Disable search engine indexing

Updated

Prevent search engines from indexing pages, folders, your entire site, or just your webflow.io subdomain.

You can control which pages search engines crawl on your site by writing a robots.txt file or by adding a noindex tag to certain pages. Then, you can prevent search engines from crawling and indexing specific pages, folders, your entire site, or your webflow.io subdomain. This is useful for hiding pages — like your site’s 404 page — from being indexed and listed in search results.

Important

Content from your site may still be indexed, even if it hasn’t been crawled. That happens when a search engine finds your content either because it was published previously, or there’s a link to that content from other content online. To ensure that a previously indexed page is not indexed, don’t add it in the robots.txt. Instead, use the Sitemap indexing toggle to remove that content from Google’s index. You can also use Google’s removals tool.

How to disable indexing of the Webflow subdomain

You can prevent Google and other search engines from indexing your site’s webflow.io subdomain by disabling indexing from your Site settings.

  1. Go to Site settings > SEO > Indexing section
  2. Set Staging indexing to off
  3. Click Save and publish your site

This will publish a unique robots.txt only on the subdomain that tells search engines to ignore this domain. 

Note

You’ll need a Site plan or paid Workspace to disable search engine indexing of the Webflow subdomain.

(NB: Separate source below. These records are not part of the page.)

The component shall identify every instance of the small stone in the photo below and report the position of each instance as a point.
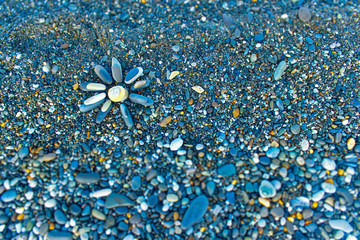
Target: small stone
(328, 187)
(272, 152)
(266, 189)
(198, 89)
(277, 212)
(280, 69)
(173, 75)
(172, 197)
(98, 215)
(304, 14)
(165, 121)
(195, 212)
(103, 74)
(341, 224)
(117, 200)
(176, 144)
(60, 217)
(136, 183)
(102, 193)
(350, 143)
(50, 203)
(328, 164)
(134, 74)
(87, 178)
(227, 170)
(236, 112)
(8, 196)
(58, 235)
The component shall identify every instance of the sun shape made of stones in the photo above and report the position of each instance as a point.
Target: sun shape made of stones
(116, 93)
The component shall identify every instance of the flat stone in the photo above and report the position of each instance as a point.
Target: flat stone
(58, 235)
(176, 144)
(117, 200)
(60, 217)
(341, 224)
(87, 178)
(103, 74)
(125, 113)
(134, 74)
(195, 212)
(8, 196)
(266, 189)
(98, 215)
(227, 170)
(272, 152)
(304, 14)
(328, 164)
(140, 99)
(277, 212)
(136, 183)
(280, 69)
(23, 152)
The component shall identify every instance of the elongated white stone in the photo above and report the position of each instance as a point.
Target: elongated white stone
(94, 99)
(103, 74)
(116, 70)
(280, 70)
(86, 86)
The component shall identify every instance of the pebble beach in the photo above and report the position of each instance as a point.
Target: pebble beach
(179, 119)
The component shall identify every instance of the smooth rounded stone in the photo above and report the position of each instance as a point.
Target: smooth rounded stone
(105, 109)
(87, 178)
(136, 183)
(153, 200)
(227, 170)
(140, 99)
(304, 14)
(295, 129)
(328, 164)
(8, 196)
(103, 74)
(210, 187)
(86, 108)
(195, 212)
(266, 189)
(264, 160)
(116, 70)
(172, 197)
(344, 193)
(340, 224)
(125, 113)
(117, 200)
(140, 85)
(89, 87)
(280, 69)
(259, 37)
(23, 152)
(328, 187)
(101, 193)
(277, 212)
(134, 74)
(272, 152)
(58, 235)
(4, 219)
(50, 203)
(317, 196)
(176, 144)
(75, 209)
(98, 215)
(60, 217)
(47, 157)
(301, 202)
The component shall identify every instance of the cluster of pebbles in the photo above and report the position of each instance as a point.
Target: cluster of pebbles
(250, 130)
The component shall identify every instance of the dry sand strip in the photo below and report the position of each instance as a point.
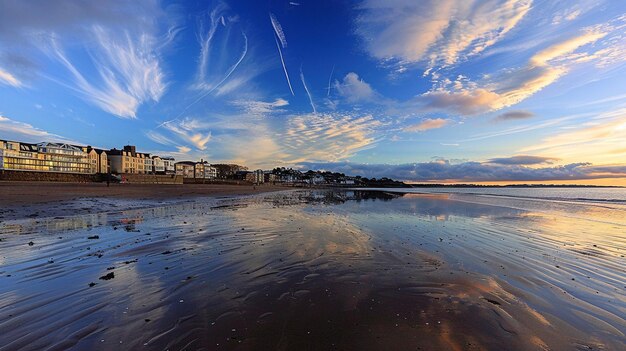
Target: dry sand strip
(46, 199)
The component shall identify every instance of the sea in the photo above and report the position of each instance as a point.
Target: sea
(355, 269)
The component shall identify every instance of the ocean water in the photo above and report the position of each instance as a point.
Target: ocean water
(579, 194)
(320, 270)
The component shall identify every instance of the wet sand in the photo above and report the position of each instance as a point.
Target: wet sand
(314, 270)
(45, 199)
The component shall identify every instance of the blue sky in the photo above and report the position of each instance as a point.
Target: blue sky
(417, 90)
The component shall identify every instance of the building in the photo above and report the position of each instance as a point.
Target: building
(158, 166)
(256, 177)
(98, 160)
(169, 165)
(148, 164)
(185, 169)
(210, 172)
(205, 170)
(43, 157)
(128, 160)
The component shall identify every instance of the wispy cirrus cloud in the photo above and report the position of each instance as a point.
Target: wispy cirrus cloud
(427, 124)
(15, 130)
(328, 137)
(601, 139)
(9, 79)
(436, 33)
(189, 131)
(216, 64)
(124, 54)
(280, 35)
(511, 86)
(514, 115)
(522, 160)
(130, 72)
(354, 89)
(258, 108)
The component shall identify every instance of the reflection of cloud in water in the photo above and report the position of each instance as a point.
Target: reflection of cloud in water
(359, 269)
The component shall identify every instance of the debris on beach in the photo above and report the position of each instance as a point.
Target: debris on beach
(108, 276)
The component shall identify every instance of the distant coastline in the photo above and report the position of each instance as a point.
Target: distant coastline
(510, 186)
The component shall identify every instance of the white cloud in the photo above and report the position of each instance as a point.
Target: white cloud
(439, 33)
(9, 79)
(189, 130)
(259, 108)
(328, 137)
(217, 62)
(128, 68)
(427, 124)
(20, 131)
(354, 89)
(511, 86)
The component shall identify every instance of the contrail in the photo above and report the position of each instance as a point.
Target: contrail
(307, 90)
(230, 71)
(279, 30)
(329, 79)
(280, 53)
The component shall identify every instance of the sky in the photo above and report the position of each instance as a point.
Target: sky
(421, 91)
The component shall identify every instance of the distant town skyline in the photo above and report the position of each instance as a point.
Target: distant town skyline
(420, 91)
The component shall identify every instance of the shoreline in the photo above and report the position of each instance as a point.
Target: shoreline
(28, 200)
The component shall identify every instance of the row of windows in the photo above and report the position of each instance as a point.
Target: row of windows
(46, 168)
(48, 163)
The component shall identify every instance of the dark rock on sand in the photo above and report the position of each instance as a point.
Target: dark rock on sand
(108, 276)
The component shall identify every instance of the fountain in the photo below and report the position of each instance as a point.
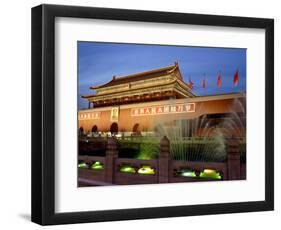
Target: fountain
(204, 138)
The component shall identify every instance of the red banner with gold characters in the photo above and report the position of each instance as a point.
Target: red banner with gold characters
(165, 109)
(89, 115)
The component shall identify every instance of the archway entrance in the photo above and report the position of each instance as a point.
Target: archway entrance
(114, 128)
(94, 129)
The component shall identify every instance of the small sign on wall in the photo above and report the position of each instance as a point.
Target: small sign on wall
(114, 116)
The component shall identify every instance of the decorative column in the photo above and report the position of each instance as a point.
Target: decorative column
(233, 159)
(164, 161)
(110, 155)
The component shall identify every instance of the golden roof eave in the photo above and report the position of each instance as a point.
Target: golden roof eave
(115, 79)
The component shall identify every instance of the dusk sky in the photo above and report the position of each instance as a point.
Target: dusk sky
(98, 62)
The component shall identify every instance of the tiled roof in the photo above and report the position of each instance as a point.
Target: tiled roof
(138, 76)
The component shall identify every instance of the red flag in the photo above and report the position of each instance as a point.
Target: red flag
(219, 81)
(190, 84)
(236, 78)
(204, 83)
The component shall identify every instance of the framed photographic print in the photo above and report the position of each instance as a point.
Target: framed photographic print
(141, 114)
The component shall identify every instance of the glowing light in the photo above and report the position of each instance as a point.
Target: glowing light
(127, 169)
(210, 173)
(186, 173)
(97, 165)
(83, 165)
(146, 170)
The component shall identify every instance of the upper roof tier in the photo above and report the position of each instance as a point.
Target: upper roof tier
(141, 76)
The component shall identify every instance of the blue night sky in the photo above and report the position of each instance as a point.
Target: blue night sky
(98, 62)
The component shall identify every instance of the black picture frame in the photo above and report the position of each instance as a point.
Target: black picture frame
(43, 114)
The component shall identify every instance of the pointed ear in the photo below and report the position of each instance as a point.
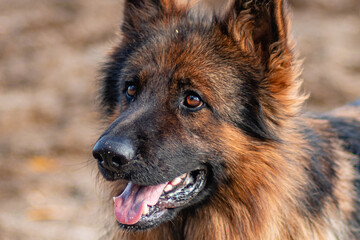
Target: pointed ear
(260, 26)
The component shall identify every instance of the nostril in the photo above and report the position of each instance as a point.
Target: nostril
(98, 157)
(117, 161)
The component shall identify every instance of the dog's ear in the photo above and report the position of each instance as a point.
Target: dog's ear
(261, 29)
(260, 26)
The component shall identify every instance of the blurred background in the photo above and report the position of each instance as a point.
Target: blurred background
(50, 52)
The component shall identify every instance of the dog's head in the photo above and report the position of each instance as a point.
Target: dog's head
(194, 91)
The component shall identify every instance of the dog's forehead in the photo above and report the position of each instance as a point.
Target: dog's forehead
(178, 56)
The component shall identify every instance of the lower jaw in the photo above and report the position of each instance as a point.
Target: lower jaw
(146, 224)
(159, 213)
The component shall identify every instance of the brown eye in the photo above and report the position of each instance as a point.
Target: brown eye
(130, 92)
(193, 101)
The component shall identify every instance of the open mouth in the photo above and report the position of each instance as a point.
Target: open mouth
(142, 207)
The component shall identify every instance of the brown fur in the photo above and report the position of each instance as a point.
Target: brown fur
(265, 182)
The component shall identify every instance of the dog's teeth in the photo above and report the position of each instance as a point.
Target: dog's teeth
(176, 181)
(146, 210)
(168, 188)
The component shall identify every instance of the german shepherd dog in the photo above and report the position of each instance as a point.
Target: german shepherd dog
(207, 139)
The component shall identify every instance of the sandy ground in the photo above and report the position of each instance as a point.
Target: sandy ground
(50, 51)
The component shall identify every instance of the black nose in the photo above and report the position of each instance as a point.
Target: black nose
(113, 152)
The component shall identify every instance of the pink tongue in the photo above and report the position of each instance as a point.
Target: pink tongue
(129, 205)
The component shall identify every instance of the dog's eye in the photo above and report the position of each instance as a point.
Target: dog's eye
(193, 101)
(130, 92)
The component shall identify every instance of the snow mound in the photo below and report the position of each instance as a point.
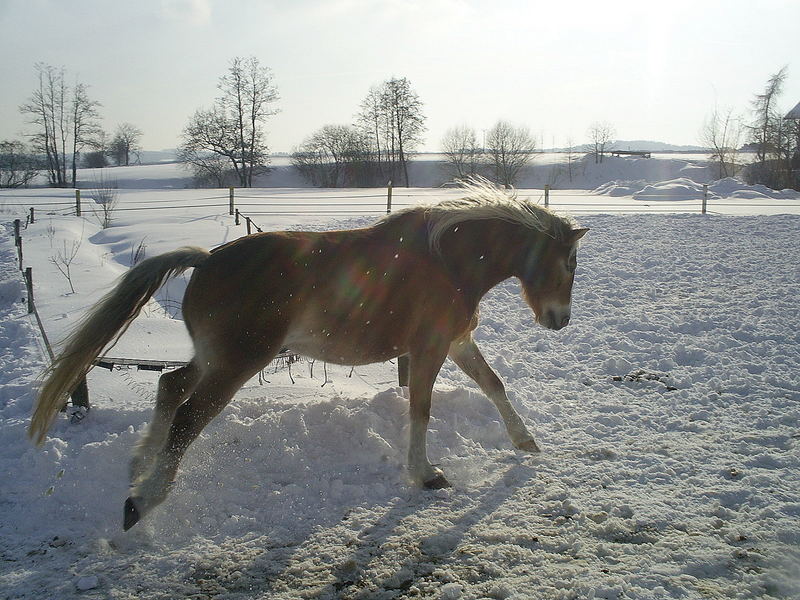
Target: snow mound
(730, 187)
(686, 188)
(671, 190)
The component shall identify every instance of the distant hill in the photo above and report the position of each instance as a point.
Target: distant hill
(649, 146)
(644, 145)
(152, 157)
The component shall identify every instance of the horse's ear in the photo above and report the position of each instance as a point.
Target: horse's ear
(577, 234)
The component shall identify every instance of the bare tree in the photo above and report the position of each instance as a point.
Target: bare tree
(233, 127)
(63, 259)
(601, 134)
(722, 133)
(47, 110)
(85, 123)
(209, 168)
(775, 137)
(463, 154)
(765, 113)
(508, 148)
(66, 119)
(17, 166)
(392, 114)
(335, 155)
(247, 93)
(126, 142)
(570, 157)
(105, 194)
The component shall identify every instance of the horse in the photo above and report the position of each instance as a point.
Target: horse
(407, 286)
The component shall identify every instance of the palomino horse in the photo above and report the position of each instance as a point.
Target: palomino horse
(408, 285)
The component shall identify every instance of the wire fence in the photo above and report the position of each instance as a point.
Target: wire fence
(292, 204)
(323, 205)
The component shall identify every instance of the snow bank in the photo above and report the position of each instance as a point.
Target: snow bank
(684, 188)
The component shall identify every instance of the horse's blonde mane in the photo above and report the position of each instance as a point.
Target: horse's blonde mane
(486, 201)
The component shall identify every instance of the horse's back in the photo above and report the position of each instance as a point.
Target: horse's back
(351, 296)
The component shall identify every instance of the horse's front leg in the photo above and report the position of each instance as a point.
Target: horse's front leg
(468, 357)
(424, 367)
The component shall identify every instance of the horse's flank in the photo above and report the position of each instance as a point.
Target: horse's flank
(409, 285)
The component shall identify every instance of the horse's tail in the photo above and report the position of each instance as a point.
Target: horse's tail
(105, 322)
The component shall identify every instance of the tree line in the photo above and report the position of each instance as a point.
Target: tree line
(767, 133)
(225, 143)
(66, 134)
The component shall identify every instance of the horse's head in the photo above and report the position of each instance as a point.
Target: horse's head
(547, 273)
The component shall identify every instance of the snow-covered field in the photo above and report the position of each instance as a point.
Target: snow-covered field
(668, 413)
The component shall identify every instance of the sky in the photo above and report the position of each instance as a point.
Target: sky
(653, 70)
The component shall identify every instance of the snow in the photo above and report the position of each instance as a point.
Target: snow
(667, 411)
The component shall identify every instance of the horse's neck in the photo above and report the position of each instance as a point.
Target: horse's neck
(480, 254)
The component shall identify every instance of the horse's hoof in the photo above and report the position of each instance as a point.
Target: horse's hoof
(436, 482)
(131, 516)
(528, 446)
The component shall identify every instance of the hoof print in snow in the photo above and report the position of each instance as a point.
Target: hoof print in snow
(642, 375)
(436, 483)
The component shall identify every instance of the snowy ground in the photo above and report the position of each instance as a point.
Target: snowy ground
(667, 411)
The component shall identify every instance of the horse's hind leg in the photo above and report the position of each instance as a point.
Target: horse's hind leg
(468, 357)
(173, 389)
(211, 394)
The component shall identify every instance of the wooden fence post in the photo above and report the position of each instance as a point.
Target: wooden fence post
(80, 395)
(705, 198)
(29, 286)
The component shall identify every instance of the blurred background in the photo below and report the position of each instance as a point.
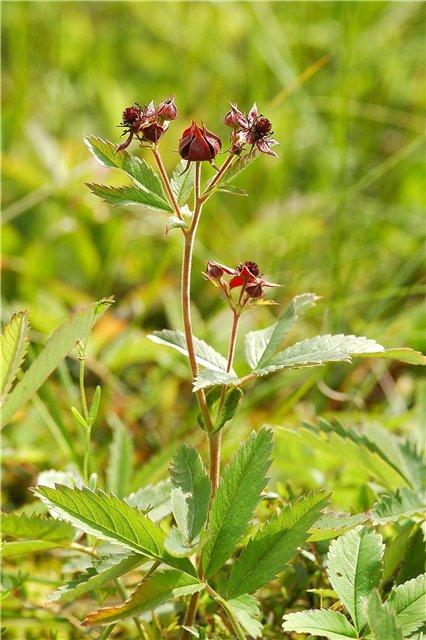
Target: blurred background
(339, 213)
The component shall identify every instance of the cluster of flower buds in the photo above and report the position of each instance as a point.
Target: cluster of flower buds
(199, 144)
(245, 276)
(252, 129)
(148, 123)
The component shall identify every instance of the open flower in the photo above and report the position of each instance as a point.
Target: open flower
(246, 275)
(149, 123)
(252, 129)
(199, 144)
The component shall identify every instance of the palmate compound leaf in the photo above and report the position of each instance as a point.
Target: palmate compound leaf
(268, 552)
(109, 568)
(124, 196)
(35, 527)
(13, 346)
(138, 170)
(334, 348)
(408, 600)
(260, 346)
(191, 491)
(108, 518)
(182, 182)
(236, 498)
(320, 622)
(152, 591)
(355, 568)
(381, 618)
(403, 503)
(57, 347)
(205, 355)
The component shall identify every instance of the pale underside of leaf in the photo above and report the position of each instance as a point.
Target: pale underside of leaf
(109, 568)
(57, 347)
(355, 568)
(236, 498)
(320, 622)
(153, 591)
(205, 355)
(275, 543)
(109, 518)
(14, 345)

How to enable or disable indexing of site pages

There are two ways to disable indexing of site pages:

  • By using the Sitemap indexing toggle in Page settings
  • By generating a robots.txt file

Note that if you disable indexing of a site page via a robots.txt file, the page will still be included in your site’s auto-generated sitemap (if you’ve enabled the sitemap). Additionally, if you’ve previously added a noindex tag to a site page via custom code, the page will still be included in your site’s auto-generated sitemap (unless you toggle Sitemap indexing to off).

How to disable indexing of site pages with the Sitemap indexing toggle

If you disable indexing of a static site page with the Sitemap indexing toggle, that page will no longer be indexed by search engines and will no longer be included in your site’s sitemap. You can only disable indexing with the toggle if you’ve enabled your site’s auto-generated sitemap.

Note

The Sitemap indexing toggle adds <meta content="noindex" name="robots"> to your site page. This prevents the page from being crawled and indexed by search engines.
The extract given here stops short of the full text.